Dipendenti Pubblici e Aspettativa per Dottorato di Ricerca: alcuni chiarimenti

Risposta a cura di Andrea Bufarale

L’aspettativa per dottorato di ricerca consiste nel diritto spettante al dipendente pubblico di essere collocato in aspettativa dall’amministrazione di appartenenza nel caso in cui risulti ammesso ad un corso di dottorato di ricerca presso una università. Si tratta quindi di un’aspettativa per motivi di studio e può durare per tutta la durata del dottorato di ricerca.

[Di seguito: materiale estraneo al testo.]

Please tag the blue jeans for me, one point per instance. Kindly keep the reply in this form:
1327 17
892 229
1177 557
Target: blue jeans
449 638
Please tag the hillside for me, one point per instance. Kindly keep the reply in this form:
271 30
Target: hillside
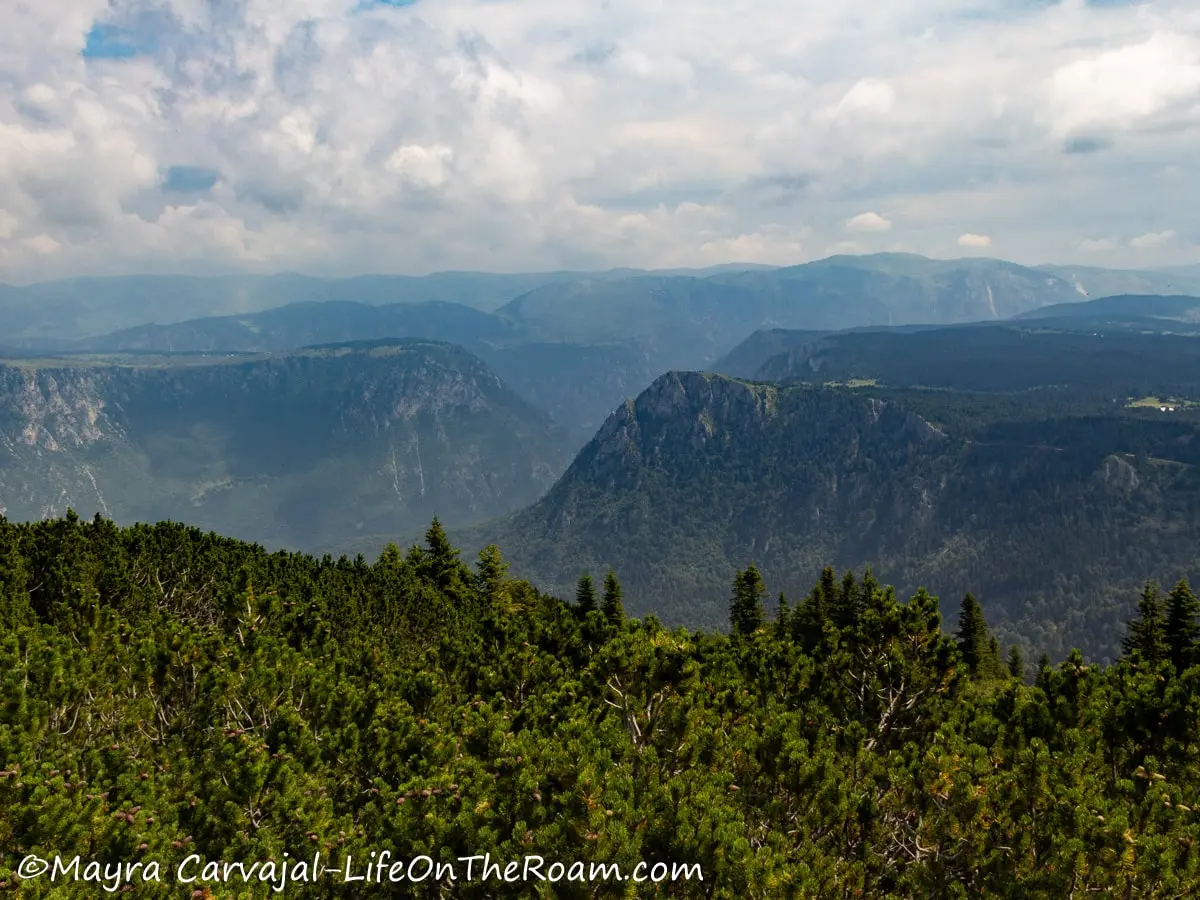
1096 282
1008 357
303 324
1053 511
1141 306
694 322
294 449
175 700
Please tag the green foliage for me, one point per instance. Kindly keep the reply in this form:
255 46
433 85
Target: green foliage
585 595
1053 505
745 606
166 691
1182 630
613 605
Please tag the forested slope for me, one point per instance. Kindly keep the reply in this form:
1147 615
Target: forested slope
166 693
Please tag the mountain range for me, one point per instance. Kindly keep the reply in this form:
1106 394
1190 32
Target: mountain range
295 449
953 423
1049 505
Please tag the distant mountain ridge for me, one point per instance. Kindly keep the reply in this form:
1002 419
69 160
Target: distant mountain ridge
702 474
292 449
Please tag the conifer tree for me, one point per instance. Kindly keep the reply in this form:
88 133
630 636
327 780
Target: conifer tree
745 606
491 570
1017 663
441 559
612 606
972 635
783 611
1182 629
1146 637
994 666
585 594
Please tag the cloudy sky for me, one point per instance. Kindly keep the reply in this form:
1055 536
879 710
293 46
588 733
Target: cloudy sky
352 136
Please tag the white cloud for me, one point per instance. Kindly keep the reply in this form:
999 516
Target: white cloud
471 133
975 240
1152 239
42 244
868 222
1131 83
869 97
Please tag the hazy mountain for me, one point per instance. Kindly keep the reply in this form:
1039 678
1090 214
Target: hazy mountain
89 306
745 359
295 449
303 324
1096 282
1007 357
577 384
1133 306
1051 515
899 288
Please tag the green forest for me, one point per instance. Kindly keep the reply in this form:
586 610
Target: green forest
168 694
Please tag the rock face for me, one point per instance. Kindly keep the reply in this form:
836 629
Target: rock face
703 474
299 449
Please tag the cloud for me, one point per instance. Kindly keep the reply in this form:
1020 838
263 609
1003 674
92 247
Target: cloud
345 136
868 222
1152 239
973 240
1125 85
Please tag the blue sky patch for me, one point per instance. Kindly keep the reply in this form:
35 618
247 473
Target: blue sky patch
376 4
113 42
190 179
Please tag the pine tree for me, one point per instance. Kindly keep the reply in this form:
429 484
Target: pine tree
972 635
491 571
612 605
1182 629
1017 663
1146 637
585 594
441 559
745 606
783 612
994 665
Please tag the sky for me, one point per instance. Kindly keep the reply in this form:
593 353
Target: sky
337 137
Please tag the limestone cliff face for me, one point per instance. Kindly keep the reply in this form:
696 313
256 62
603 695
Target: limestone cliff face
702 474
301 448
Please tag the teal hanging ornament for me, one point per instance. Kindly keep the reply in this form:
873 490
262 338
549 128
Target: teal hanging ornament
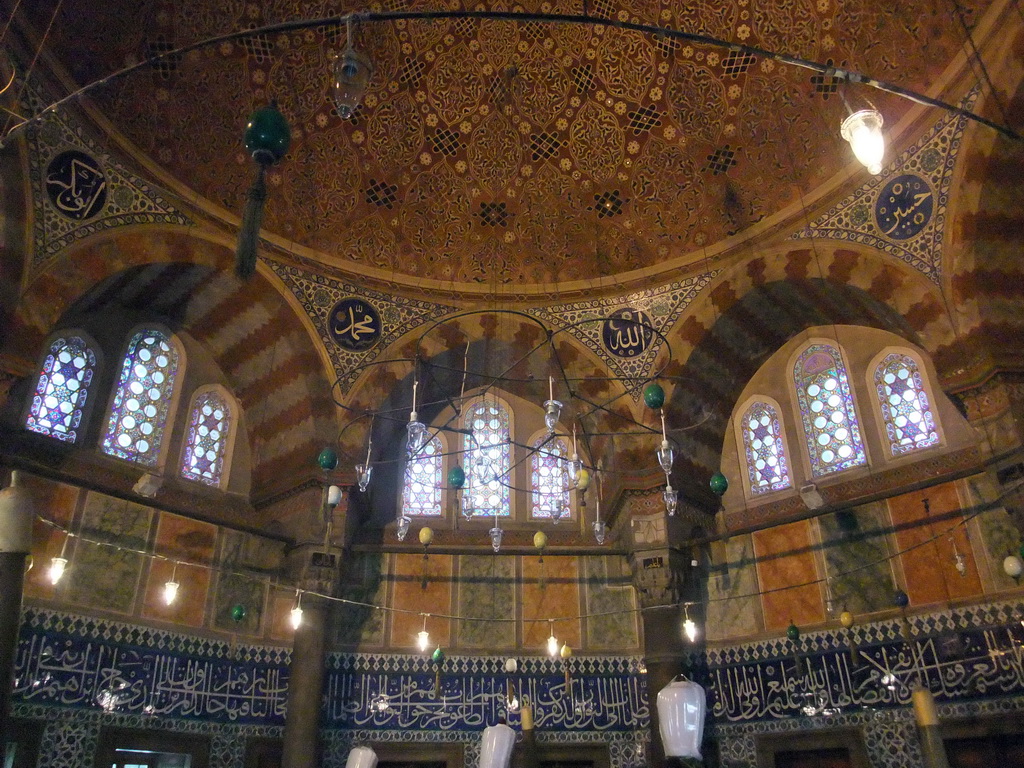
457 477
653 395
328 459
267 137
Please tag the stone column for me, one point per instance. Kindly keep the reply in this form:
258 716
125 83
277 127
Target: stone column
658 577
15 544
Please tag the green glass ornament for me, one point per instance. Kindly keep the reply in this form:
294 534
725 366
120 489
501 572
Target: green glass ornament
267 135
653 395
328 459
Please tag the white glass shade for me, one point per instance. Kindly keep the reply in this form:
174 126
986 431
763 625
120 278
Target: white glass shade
863 131
681 708
361 757
496 747
351 76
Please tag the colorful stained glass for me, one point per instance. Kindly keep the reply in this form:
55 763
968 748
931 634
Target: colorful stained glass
550 480
138 415
826 408
422 494
765 453
62 389
206 443
488 459
908 420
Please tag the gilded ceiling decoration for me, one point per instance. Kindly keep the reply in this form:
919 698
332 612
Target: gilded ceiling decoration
503 153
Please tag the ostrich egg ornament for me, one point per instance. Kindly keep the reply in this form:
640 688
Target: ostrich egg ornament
681 709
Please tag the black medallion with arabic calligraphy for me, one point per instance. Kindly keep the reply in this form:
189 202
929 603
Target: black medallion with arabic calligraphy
627 332
354 325
904 207
76 184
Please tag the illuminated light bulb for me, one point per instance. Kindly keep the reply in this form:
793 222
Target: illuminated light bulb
863 130
57 567
170 592
690 628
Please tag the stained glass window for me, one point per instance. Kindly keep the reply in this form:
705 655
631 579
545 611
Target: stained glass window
908 420
826 408
549 479
142 400
765 453
206 443
487 456
422 495
62 388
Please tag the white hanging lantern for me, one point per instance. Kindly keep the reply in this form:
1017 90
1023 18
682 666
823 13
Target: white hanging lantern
681 708
361 757
496 747
863 130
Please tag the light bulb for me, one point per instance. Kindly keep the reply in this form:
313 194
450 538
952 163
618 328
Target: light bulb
666 456
57 567
690 628
170 592
863 130
671 497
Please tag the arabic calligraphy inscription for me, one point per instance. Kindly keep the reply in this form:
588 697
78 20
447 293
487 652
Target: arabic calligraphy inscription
76 185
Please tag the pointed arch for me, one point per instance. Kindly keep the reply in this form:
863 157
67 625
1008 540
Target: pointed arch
210 437
61 393
827 410
143 398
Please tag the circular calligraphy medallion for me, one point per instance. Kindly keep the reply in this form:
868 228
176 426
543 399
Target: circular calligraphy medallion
904 207
354 325
627 332
76 185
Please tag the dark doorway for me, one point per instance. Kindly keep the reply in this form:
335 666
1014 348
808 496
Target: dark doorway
833 758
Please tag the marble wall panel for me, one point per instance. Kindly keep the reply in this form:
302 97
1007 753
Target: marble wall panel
927 546
733 608
609 593
486 591
421 585
550 589
856 555
107 576
784 559
363 582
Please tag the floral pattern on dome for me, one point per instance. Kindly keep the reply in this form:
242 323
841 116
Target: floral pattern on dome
765 453
827 412
905 413
135 429
62 389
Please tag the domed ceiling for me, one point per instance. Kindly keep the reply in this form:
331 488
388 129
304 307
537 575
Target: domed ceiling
503 153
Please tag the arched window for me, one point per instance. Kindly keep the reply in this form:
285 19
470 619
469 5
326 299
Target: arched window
488 460
549 480
765 451
422 494
142 400
208 438
62 389
905 413
827 411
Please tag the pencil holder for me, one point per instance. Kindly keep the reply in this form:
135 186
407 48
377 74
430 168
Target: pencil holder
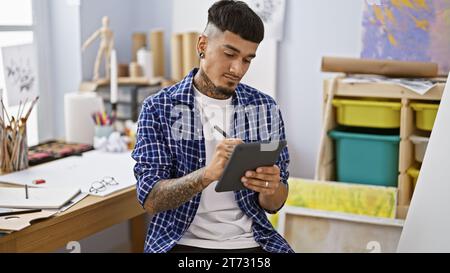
14 148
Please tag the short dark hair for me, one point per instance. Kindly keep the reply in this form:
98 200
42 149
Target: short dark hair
237 17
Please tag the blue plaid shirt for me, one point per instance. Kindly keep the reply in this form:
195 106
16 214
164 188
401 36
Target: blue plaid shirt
160 154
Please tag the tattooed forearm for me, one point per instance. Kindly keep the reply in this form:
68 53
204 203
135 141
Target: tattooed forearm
172 193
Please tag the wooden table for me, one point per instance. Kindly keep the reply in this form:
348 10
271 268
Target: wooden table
89 216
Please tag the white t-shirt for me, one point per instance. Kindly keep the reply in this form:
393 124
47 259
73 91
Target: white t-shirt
219 222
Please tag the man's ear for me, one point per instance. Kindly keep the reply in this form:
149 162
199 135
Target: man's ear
202 44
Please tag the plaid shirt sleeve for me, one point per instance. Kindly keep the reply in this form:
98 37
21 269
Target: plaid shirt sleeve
151 153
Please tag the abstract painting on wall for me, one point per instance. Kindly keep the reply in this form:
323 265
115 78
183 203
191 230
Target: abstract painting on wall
408 30
20 73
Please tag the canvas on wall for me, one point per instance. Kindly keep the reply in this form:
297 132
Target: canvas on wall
20 74
408 30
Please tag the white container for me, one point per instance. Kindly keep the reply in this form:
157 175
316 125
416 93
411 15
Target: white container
420 144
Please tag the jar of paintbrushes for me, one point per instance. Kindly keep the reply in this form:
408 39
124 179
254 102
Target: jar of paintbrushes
13 133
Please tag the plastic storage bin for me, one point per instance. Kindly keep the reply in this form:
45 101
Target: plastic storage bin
414 173
425 115
368 113
366 158
420 146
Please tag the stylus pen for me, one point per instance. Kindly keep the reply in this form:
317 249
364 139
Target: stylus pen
221 131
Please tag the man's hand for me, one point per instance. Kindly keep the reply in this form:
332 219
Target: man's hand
266 180
221 156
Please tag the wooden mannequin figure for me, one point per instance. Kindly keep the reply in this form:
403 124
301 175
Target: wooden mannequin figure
106 45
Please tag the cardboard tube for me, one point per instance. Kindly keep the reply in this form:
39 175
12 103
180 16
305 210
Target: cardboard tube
380 67
139 41
190 57
135 70
177 57
157 48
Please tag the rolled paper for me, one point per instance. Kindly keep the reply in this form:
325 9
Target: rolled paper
114 85
139 41
145 61
177 57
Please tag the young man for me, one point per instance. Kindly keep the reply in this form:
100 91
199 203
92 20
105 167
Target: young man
180 156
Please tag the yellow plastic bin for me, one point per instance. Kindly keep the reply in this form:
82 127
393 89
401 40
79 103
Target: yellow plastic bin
425 115
414 173
368 113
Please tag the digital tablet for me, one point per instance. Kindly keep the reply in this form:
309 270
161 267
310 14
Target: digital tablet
247 157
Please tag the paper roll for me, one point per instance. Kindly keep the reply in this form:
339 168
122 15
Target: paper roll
190 57
78 107
146 62
157 49
380 67
139 41
122 70
177 57
135 70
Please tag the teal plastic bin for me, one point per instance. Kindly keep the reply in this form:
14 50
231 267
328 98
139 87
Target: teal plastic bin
366 158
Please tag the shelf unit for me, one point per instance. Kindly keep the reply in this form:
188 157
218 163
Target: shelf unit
326 164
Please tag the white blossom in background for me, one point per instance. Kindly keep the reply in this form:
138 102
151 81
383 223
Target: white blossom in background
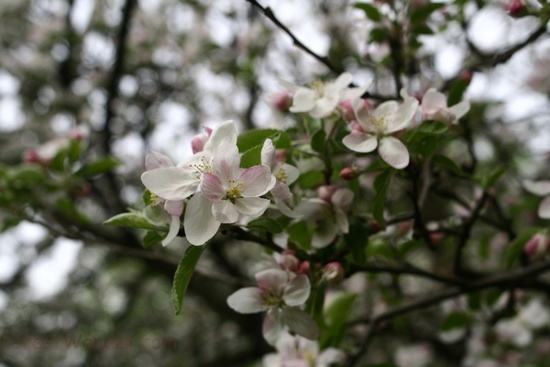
322 99
328 212
540 188
284 174
295 351
434 107
279 293
174 208
374 130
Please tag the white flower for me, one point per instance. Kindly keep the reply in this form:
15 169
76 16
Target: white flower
434 107
329 215
376 128
181 181
279 293
285 175
541 188
299 352
322 99
174 208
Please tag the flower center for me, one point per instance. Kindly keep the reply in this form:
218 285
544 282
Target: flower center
235 190
281 175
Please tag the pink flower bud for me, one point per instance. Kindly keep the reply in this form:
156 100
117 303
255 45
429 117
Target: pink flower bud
333 273
282 101
348 173
325 192
197 144
537 246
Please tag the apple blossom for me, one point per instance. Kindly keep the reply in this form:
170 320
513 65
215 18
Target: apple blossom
376 128
279 293
541 188
181 181
434 107
296 351
322 98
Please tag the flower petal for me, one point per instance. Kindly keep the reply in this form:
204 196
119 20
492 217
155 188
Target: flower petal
211 187
171 183
360 142
225 211
544 208
224 134
303 100
393 152
199 222
173 231
257 181
402 117
297 291
300 322
247 300
253 207
155 160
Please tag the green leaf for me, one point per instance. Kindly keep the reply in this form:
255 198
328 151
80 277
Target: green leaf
447 163
252 138
183 275
370 11
252 157
431 127
132 220
455 320
265 224
152 237
318 141
97 167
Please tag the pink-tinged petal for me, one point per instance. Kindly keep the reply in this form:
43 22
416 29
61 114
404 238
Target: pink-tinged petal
300 322
342 198
173 231
226 165
460 109
285 209
402 118
541 188
281 191
393 152
292 173
272 326
303 100
432 101
199 222
360 142
171 183
272 280
225 211
247 300
268 153
155 160
211 187
173 207
223 134
253 207
297 291
544 208
257 181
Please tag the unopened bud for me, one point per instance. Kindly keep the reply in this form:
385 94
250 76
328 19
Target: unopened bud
325 192
282 101
333 273
348 173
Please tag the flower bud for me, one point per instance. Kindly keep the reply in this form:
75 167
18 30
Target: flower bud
282 101
333 273
325 192
348 173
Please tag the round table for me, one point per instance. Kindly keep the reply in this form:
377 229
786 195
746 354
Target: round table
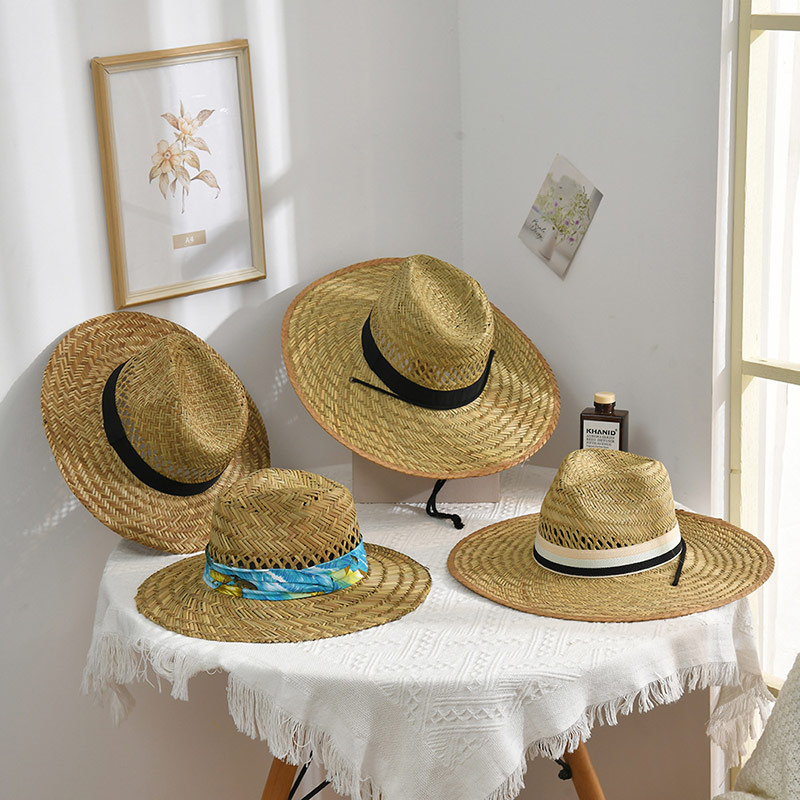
450 700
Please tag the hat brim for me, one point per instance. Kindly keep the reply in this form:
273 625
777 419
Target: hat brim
722 564
72 389
321 336
177 599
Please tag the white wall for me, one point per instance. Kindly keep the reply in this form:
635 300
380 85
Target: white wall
370 114
629 93
357 114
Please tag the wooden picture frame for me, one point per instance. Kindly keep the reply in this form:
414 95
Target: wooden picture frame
177 139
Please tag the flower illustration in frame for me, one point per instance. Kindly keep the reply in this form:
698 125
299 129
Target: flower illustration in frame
172 162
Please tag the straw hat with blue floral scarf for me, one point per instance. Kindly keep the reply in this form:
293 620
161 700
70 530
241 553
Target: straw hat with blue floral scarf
285 562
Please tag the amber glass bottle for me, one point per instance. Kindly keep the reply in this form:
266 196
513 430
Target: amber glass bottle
604 425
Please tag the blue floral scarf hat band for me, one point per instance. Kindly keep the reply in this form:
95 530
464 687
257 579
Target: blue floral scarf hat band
150 473
285 562
609 546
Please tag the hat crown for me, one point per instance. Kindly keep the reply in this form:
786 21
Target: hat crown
183 409
434 324
605 499
283 519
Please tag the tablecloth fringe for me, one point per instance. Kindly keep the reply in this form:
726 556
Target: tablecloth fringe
294 741
113 663
730 726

Non deve essere confusa con i permessi studio.

Inizialmente la pubblica amministrazione era tenuta a concedere l’aspettativa al proprio dipendente ammesso ad un corso di dottorato.

Oggi, invece, a seguito della c.d riforma Gelmini – L. n. 240/2010, la concessione dell’aspettativa non è più un obbligo per la Pubblica Amministrazione ma può essere concessa previa verifica della compatibilità con le esigenze di servizio dell’amministrazione stessa.

Circa il trattamento economico spettante al dipendente pubblico che fruisce di questa aspettativa, bisogna distinguere due casi:

  • dottorato con borsa
  • o dottorato senza borsa (o con rinuncia alla stessa).

Nel primo caso, cioè quando il corso di dottorato di ricerca prevede una borsa (un compenso/assegno mensile a carico dell’università), il pubblico dipendente viene collocato in aspettativa senza assegni, cioè un’aspettativa senza retribuzione a carico dell’amministrazione pubblica di appartenenza.

Qualora, invece, il pubblico dipendente venga ammesso ad un corso di dottorato senza borsa, o nel caso in cui il lavoratore rinunci preventivamente alla borsa in questione, l’amministrazione pubblica di appartenenza è tenuta a concedere l’aspettativa retribuita, cioè con la retribuzione mensile ordinariamente versata al dipendente.

Il periodo di aspettativa è utile ai fini della progressione di carriera e ai fini pensionistici (pensione e liquidazione).

Tanto ciò premesso, in merito ai quesiti posti cerchiamo di andare con ordine.

Per quanto riguarda la partecipazione al concorso, riteniamo che non vi sia alcuna causa ostativa alla partecipazione (previa verifica dei requisiti previsti dal bando) in quanto comunque durante l’aspettativa si continua ad avere un rapporto di lavoro con l’amministrazione che viene soltanto “congelato” per la durata del dottorato.

Per ciò che invece concerne il secondo aspetto, ovvero la vittoria del concorso pubblico presso l’Amministrazione, questo sicuramente avrà come “conseguenza” una mutazione dello status giuridico ed economico del dipendente posto precedentemente in aspettativa.

Per forza di questo, riteniamo che se il dipendente vincitore di concorso manifesti la propria intenzione di proseguire con il Dottorato di ricerca, quest’ultimo deve necessariamente procedere con una nuova richiesta di aspettativa da inoltrare all’Amministrazione di appartenenza in quanto la stessa potrebbe anche ritenere mutate le proprie esigenze organizzative rispetto alla prima concessione.